What the headline numbers say: Sydney preliminary clearance has been broadly in the 65-72% range across the recent weeks of April, with revised final figures usually 4-6 percentage points lower than the preliminary number. That puts the market in a “broadly stable, modestly competitive” regime rather than either the runaway-hot or capitulation-cold regimes the city has seen in recent years.
What the composition shows: the clearance rate is not uniform across price brackets or geographies. The premium brackets ($3M-$5M and above) have softer clearance than the broader market in late April, with more properties passing in or selling post-auction. The middle market ($1.5M-$2.5M) is clearing more confidently. The entry-level market ($1M and below in inner suburbs, or substantially below in outer suburbs) is doing similarly well, with stock pressure outpacing buyer hesitation.
The geographic split is also interesting. Inner-west Sydney has been clearing well. Eastern suburbs has been more variable, with some standout results and some passes. North shore upper bracket has been softer. South-west and far west growth corridors continue to clear at higher rates than the average, with first home buyer activity supporting the pricing more than headline media coverage suggests.
The vendor expectation question is central. Properties priced realistically against the broader market continue to clear at high rates. Properties priced against the 2024 peak — which some vendors are still doing, particularly in eastern suburbs and lower north shore — pass in more often. The gap between vendor and buyer price expectations is narrower than it was in the second half of 2025 but it hasn’t fully closed in the premium brackets.
The buyer composition has shifted. The investor share of recent auction clearances has been higher than it was through 2024, partly reflecting the lending environment and partly reflecting the rebalancing of capital toward residential property as other asset classes have produced uneven returns. The first home buyer share has also held up better than some commentary suggests, supported by ongoing first home buyer schemes and the lower-priced end of the market.
What’s going to drive the next few months: the cash rate trajectory continues to be the dominant variable.
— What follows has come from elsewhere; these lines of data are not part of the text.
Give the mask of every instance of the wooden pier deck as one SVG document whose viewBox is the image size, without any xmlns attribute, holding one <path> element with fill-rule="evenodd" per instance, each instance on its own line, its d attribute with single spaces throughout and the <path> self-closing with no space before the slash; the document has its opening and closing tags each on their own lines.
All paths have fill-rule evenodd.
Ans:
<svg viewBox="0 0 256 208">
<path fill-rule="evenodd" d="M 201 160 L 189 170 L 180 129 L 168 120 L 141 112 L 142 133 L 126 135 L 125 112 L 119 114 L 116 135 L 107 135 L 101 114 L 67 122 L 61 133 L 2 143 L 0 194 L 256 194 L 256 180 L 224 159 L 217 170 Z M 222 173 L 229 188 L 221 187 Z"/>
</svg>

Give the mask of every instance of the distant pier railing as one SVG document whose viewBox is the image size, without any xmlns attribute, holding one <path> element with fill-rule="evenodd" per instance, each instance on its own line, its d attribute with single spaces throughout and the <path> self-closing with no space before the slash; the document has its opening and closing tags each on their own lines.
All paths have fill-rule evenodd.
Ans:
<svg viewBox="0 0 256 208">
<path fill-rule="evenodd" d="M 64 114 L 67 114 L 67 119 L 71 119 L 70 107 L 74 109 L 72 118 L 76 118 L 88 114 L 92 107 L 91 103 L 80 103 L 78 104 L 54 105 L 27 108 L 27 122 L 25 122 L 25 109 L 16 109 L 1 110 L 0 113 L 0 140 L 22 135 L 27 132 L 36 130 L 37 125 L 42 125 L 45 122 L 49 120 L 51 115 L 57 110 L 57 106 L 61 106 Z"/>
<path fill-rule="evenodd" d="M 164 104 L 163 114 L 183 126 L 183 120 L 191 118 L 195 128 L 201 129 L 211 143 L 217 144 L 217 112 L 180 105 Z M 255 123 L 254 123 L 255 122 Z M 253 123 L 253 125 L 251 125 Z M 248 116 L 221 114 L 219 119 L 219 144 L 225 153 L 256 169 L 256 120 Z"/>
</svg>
The recent communications from the RBA have been moderately more dovish than the Q1 commentary, and the rate path market is pricing in possible easing later in 2026. If the easing materialises, expect the auction clearance rates to lift through the second half of the year, particularly in the price brackets where rate sensitivity is highest. If easing doesn’t materialise, the current regime probably continues into spring.
The supply side is interesting. New listings have been at higher levels in recent weeks than the equivalent 2025 period. Vendors who held off through the slower parts of last year are bringing properties to market, partly testing the waters and partly accepting that the market regime they’re pricing into is the actual current regime rather than the peak they were waiting to recapture. The auction calendar through May and into early June has substantial volume.
The off-market activity is harder to track but worth noting. The last 18 months have seen elevated levels of off-market and pre-auction activity in Sydney, with motivated buyers and serious vendors increasingly transacting outside the formal auction process. The official clearance numbers don’t capture this. The actual market activity is somewhat higher than the auction-only numbers suggest.
For buyers in the current Sydney market, the practical observation is that auction-day pressure is meaningfully lower than peak-period auctions, but the post-auction negotiation environment can be productive when properties pass in. Buyers prepared to engage with passed-in properties through the agent in the days following auction often find better terms than they’d get in active auction competition.
For vendors, the practical observation is that pricing realism matters more in 2026 than it did in the seller-friendly conditions of recent years. Properties priced sharply tend to attract genuine competition and clear well. Properties priced optimistically pass in and then sit, which damages negotiating position more than vendors expect.
The next set of weekly auction numbers will show whether the late-April pattern continues into May. The rolling figures suggest a stable regime rather than a directional shift, but the underlying composition is worth watching for any evidence of bracket-specific movement that the headline might mask.